Beide Bauten liegen an einer neuralgischen Stelle der Stadt, auf einer der Altstadt Le Panier vorgelagerten Landspitze zwischen dem Vieux Port und dem Industriehafen, in unmittel-barer Nachbarschaft der mächtigen historischen Festung Saint-Jean. Die Gemeinsamkeiten beider Bauten erklären sich aus den Auflagen der Stadt und des Denkmalschutzes. Diese schrieben sowohl die Ausmaße der beiden Parzellen als auch die Höhe der Gebäude vor. Weder die Sicht auf die Festung noch auf die städtische Silhouette mit den Kuppeln der neobyzantinischen Kathedrale Sainte-Marie-Majeure durfte eingeschränkt werden. Dennoch könnten die beide Gebäude, die in separaten Wettbewerben 2002 und 2004 entschieden wurden, in ihrem funktionalen Konzept wie in ihrem Gestus unterschiedlicher kaum sein. Eine aufeinander abgestimmte Planung gab es nicht. Beide sind Solitäre, die auf ihre Weise das Thema der Kulturhauptstadt, das Mittelmeer und die Bindungen zu den Anrainern, feiern sollen.
Die Festung Saint-Jean wird zurzeit, mitsamt ihren Kasematten, den Wehrgänge und dem offenen Festungshof, zu ei-nem inszenierten Parcours umgebaut. Die Freiraumplanung „Jardin des migrations“ stammt von ASP, Valencia. Die Aussellungen in den beiden Neubauten werden Anfang Juni eröffnet – eine eher multivisuelle in der Villa Mediterranée, und eine traditionell objektbezogene, mit Exponaten des ehemaligen Pariser Musée des Arts et Traditions Populaires (MNATP) und des Musée Quai Branly im MuCEM. Von der Architektur kann man sich jedoch schon ein Bild machen, die Außenarbeiten sind abgeschlossen, und auch die städtebauliche Umgebung hat inzwischen klarere Konturen bekommen.
MuCEM
Rudy Ricciottis MuCEM ist in seiner Grundform sehr einfach: Ein quadratischer Block von 72 Meter Länge, 19 Meter hoch, Im Verhältnis zur Festung besitzt er durchaus eine angemessene Schwere, ohne aufzutrumpfen. Um einen Kern, das eigentliche Ausstellungshaus, führen öffentlich zugängliche Rampen. Die äußeren Kanten des Bauvolumens bildet, zumindest auf zwei Seiten sowie in Form eines teilweise vorkragenden Dachs, ein netzartiges Gitterwerk, das dem Bau seine ins Ornamentale spielende Sprache verleiht.
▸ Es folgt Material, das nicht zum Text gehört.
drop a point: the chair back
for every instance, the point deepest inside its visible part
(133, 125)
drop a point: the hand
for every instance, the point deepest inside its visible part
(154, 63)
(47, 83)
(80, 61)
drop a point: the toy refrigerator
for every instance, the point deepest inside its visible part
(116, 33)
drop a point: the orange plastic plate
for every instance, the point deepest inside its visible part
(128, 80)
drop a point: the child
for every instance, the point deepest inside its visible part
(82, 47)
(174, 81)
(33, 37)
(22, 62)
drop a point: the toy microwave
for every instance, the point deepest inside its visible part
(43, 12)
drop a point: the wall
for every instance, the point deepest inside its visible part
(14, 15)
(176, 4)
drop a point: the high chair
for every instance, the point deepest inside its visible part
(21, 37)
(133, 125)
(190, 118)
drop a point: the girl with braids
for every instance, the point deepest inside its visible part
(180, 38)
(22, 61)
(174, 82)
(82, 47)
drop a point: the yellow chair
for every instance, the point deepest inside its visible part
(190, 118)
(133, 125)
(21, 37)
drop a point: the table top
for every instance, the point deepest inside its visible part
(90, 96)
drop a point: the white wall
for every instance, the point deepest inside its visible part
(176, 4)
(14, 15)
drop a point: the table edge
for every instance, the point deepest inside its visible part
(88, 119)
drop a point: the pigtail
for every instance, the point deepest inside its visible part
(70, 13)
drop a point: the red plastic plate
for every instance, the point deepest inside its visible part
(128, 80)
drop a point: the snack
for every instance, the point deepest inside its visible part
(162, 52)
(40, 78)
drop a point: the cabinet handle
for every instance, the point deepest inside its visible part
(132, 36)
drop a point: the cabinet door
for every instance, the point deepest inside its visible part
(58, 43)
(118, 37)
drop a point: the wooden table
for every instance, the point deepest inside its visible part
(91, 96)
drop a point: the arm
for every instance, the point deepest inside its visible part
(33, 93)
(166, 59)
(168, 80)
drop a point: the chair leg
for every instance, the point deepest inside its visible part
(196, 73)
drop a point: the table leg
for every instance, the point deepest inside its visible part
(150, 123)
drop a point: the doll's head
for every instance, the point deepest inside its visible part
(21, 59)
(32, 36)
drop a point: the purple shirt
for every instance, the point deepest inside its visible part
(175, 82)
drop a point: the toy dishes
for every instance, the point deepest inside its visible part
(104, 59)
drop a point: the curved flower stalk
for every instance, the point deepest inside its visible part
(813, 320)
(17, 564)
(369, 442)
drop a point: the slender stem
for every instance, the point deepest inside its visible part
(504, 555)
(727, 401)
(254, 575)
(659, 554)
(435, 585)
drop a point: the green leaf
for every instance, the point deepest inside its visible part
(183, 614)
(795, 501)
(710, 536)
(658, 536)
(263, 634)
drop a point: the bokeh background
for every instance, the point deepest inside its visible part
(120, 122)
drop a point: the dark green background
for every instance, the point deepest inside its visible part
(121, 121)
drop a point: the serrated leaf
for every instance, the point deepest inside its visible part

Das zehn Zentimeter starke „Gewebe“ aus matt-dunklem, ultra-hochfestem Spezialbeton (UHPC) wurde in acht verschiedenen Varianten geformt. Es ergibt in der Fläche ein flirrendes arabeskes Muster.
In den letzten zehn Jahren fand dieser, besonders in Frankreich entwickelte Beton mehr und mehr Beachtung. Seine Druckfestigkeit ist mit mehr als 150 Mpa sehr hoch. In Marseille wurde er auch beim Bau der 135 Meter langen, ganz leicht gekrümmten Passarelle eingesetzt, die vom Museum hinüber zur Festung Saint-Jean führt, und bei einer zweiten, die den Neubau mit der Altstadt verbindet. Das Materialgemisch hatte Ricciotti gemeinsam mit seinem Sohn, einem Tragwerksplaner, zuvor bereits bei der Pont de Diable in der Nähe von Montpellier erprobt. Und auch für sein aktuelles Projekt, das Stadion Jean Bouin in Paris, setzt er es ein. In Marseille sind die markanten Rundstützen aus diesem Material. Sie wachsen entlang der Glasfassaden, V-förmig sich gabelnd, wie ein feingliedriges Kapillarsystem in die Höhe und bergen als Hohlkörper zugleich die Technik. „Wir haben“, erklärt der deutsche Projektleiter Tilman Reichert, „aus dem Material heraus den gesamten Bau konstruktiv entwickelt“, einem Material, das sich angesichts des Salzgehaltes der Luft auch wegen seiner Härte und seiner Wasserdichte anbot. Nicht zuletzt stellt seine samtweiche, glatte Oberflächen auch haptisch eine Bereicherung dar. Für die 23 Meter langen Deckenplatten in den großen Ausstellungsräumen des MuCEM wurde C70-Beton verwendet. Die Platten sind in einem Vorspannverfahren hergestellt und sichern mit den Stützen die Stabilität des Baus.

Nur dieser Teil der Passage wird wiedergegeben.